I will pour you wine, and I will do the dishes afterwards as well. If you're lucky, you'll get some of my homemade ice cream and banana fosters.
 

Buttercup

Veteran Member
I can cook fairly decent food, from scratch. No cheating. My peppercorn-garlic crusted file is really awesome, especially with herb roasted potato and home made bearnaise sauce. But my parmesan chicken isn't too bad either.

I will pour you wine, and I will do the dishes afterwards as well. If you're lucky, you'll get some of my homemade ice cream and banana fosters.
Can my mom and I come to your place for dinner?
 

Deidre

Well-Known Member
I have lots of mojo,

Cool, baby, yeah!
th

LMAO!!!
 

9-10ths_Penguin

1/10 Subway Stalinist
Premium Member
What are the perks of dating you? I know a question like that is low hanging fruit to anyone with three brain cells firing all at once, and thus it would be easy to take the question humorously, but if you absolutely must do so, then please also take the question seriously. I'm genuinely curious what you bring to a date.
Seems like my wife would be the better one to answer this than I would be.

I want to say neck rubs on car trips, but that's more of a relationship thing than a date thing.

Corny jokes and tales of adventure? I have those for anyone.
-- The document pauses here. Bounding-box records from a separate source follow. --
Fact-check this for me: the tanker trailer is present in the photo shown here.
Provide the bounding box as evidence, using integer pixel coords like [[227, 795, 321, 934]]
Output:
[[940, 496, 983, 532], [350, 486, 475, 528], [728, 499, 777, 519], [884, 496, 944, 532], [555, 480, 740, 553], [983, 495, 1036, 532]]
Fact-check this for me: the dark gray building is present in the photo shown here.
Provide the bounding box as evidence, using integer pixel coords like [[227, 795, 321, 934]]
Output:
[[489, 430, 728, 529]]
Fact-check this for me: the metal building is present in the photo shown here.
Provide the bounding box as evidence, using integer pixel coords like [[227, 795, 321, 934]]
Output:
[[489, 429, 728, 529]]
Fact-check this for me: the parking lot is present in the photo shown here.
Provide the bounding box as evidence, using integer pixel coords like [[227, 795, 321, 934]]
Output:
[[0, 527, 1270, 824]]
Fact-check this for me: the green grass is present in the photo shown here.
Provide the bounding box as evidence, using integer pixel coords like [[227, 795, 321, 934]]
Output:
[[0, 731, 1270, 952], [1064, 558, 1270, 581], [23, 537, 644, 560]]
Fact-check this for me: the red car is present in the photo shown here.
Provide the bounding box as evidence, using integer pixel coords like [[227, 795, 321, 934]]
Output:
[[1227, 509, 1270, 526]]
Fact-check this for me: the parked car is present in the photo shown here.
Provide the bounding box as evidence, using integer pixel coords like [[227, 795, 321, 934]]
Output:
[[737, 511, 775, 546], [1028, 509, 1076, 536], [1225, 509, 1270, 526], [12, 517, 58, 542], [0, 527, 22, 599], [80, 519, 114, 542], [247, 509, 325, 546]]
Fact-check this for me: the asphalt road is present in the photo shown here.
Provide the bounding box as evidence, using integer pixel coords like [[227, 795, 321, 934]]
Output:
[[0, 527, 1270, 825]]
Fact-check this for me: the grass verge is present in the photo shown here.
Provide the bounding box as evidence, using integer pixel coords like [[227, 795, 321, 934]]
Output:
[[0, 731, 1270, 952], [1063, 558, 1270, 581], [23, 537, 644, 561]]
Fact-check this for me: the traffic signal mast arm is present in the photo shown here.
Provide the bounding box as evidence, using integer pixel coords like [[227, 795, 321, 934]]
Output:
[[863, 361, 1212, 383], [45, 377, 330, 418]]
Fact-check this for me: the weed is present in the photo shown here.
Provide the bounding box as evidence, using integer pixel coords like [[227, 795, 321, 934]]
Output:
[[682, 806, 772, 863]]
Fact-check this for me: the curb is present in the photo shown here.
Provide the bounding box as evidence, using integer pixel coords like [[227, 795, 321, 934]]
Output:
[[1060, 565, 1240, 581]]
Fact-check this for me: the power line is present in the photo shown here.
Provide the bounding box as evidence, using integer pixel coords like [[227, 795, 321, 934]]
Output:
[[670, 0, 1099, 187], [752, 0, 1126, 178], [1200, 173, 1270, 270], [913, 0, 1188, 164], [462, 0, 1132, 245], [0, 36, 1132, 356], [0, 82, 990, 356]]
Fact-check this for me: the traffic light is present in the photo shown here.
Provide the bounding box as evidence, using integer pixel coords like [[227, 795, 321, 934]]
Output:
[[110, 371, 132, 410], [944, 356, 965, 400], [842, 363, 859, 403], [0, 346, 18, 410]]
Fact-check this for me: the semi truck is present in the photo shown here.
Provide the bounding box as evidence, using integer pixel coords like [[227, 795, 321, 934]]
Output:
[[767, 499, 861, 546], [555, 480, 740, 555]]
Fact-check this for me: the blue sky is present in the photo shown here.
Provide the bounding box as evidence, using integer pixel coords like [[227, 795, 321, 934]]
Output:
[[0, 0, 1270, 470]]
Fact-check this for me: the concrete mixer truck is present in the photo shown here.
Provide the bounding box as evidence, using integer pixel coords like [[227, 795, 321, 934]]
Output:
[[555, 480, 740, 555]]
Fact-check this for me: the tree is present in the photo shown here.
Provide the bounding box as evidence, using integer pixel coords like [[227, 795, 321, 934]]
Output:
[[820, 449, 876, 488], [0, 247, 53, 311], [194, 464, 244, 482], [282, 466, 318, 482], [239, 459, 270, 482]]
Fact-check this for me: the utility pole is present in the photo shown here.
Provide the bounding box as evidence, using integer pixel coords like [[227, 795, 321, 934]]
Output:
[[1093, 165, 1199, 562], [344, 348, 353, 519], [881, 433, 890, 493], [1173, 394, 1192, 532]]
I also have an almost-fully-stamped loyalty card for a butcher shop that makes haggis. I'd totally split that with someone after, say, the third or fourth date.
 

Wirey

Fartist
I'm handsome, I'm smart, I'm athletic, I'm rich, I'm good in bed (courteous and patient ladies, spread the word!), I'm funny and fun, I like to make time for my lady, and I'm generous about everything in my life. I work hard so my lady doesn't have to, and I always remember to buy nice things for birthdays. I know I joke around, but I really am what most girls want. This weird thing I do I can also pull off as charming.
 
There are no perks to dating me. I'm burdensome, frigid, angsty, moody, unmotivated, self-centered. Oh, and I'm ugly as a bridge troll too.